J Syst Evol ›› 2024, Vol. 62 ›› Issue (3): 368-383.DOI: 10.1111/jse.13000

• Research Articles • Previous Articles     Next Articles

Niche conservatism and strong phylogenetic signals in climate, soil, and morphological variation of Neotropical firs (Abies, Pinaceae)

Jorge Cruz-Nicolás1,2*, Norberto Martínez-Méndez3, Erika Aguirre-Planter1, Luis E. Eguiarte1, and Juan P. Jaramillo-Correa1*   

  1. 1Departamento de Ecología Evolutiva, Instituto de Ecología, Universidad Nacional Autónoma de México, AP70-275, CDMX 04510, México
    2Departamento de Botánica, Instituto de Biología, Universidad Nacional Autónoma de México, AP 70-233, CDMX 04510, México
    3Laboratorio de Bioconservación y Manejo, Departamento de Zoología, Escuela Nacional de Ciencias Biológicas del Instituto Politécnico Nacional, CDMX, México
    *Authors for correspondence. Jorge Cruz-Nicolás. E-mail: jorgecruzn@gmail.com; Juan P. Jaramillo-Correa. E-mail: jaramillo@ecologia.unam.mx/jpjc@gmx.net
  • Received:2022-10-14 Accepted:2023-05-15 Online:2023-06-30 Published:2024-05-01

Abstract: Interspecific trait divergence may reflect adaptation and reproductive isolation, particularly after the rapid differentiation that may follow the colonization of new environments. Although new lineages are generally expected to be morphologically and ecologically similar to their ancestors, environmental forces can also drive adaptive differentiation along specific phenotypic axes. We used climate niche models and comparative analyses based on a previously inferred phylogeny to examine the history of ecological and morphological divergence of Neotropical firs (Abies Mill., Pinaceae), a group of conifers that have recently colonized and diversified in the mountains of Mexico and northern Central America. We inferred past secondary contact zones by comparing current and past climate niche projections and looked for evidence of recent interspecific gene flow using genomic data. Neotropical firs have similar niches to each other and show a strong phylogenetic signal for most evaluated morphological traits.

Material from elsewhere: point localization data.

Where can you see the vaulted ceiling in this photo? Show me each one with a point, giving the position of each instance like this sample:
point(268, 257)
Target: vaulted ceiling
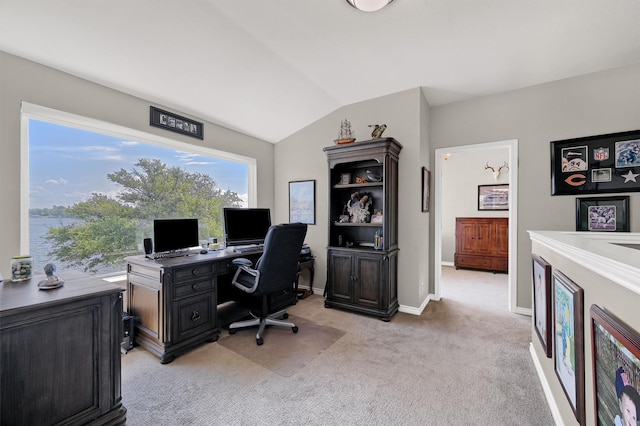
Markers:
point(268, 68)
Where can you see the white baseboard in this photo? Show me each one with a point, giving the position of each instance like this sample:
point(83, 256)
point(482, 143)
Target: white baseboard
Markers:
point(555, 412)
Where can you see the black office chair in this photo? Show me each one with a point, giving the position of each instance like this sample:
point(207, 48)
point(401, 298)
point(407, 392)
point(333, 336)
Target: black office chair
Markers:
point(275, 272)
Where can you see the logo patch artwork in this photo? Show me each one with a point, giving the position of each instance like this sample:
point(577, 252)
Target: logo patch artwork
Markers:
point(572, 180)
point(601, 154)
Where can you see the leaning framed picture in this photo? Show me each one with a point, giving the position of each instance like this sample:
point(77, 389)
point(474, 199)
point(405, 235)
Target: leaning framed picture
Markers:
point(568, 326)
point(602, 214)
point(616, 369)
point(542, 302)
point(596, 164)
point(493, 197)
point(302, 201)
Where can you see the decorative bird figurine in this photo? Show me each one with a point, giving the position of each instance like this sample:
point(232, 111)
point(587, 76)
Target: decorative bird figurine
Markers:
point(378, 129)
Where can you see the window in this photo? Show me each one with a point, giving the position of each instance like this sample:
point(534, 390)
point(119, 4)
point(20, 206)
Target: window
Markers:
point(92, 189)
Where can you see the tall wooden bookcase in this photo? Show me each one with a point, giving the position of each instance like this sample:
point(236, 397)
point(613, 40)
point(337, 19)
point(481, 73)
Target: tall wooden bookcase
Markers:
point(362, 254)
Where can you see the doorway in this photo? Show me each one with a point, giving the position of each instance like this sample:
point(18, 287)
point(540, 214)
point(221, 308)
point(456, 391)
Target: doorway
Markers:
point(440, 155)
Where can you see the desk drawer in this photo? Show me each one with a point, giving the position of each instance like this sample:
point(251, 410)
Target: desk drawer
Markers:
point(199, 270)
point(192, 288)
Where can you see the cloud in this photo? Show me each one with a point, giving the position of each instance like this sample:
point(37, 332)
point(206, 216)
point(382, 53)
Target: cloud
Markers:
point(59, 181)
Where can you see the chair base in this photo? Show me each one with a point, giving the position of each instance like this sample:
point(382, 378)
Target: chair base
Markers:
point(262, 323)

Analyses based on individual variables suggested a random walk model of differentiation. However, early adaptation to tropical conditions is inferred in the ancestor of the southernmost firs, as all modern southern taxa are differentiated climatically from Abies concolor, the northernmost species. In addition, observed autapomorphic traits for soil properties and the number of resin ducts in needles are consistent with possible species-specific adaptations. Thus, a combination of nonadaptive and adaptive processes along different phenotypic axes, some related to the environment, likely operated after the southward migration of this plant lineage from North America and its subsequent radiation in the Neotropics.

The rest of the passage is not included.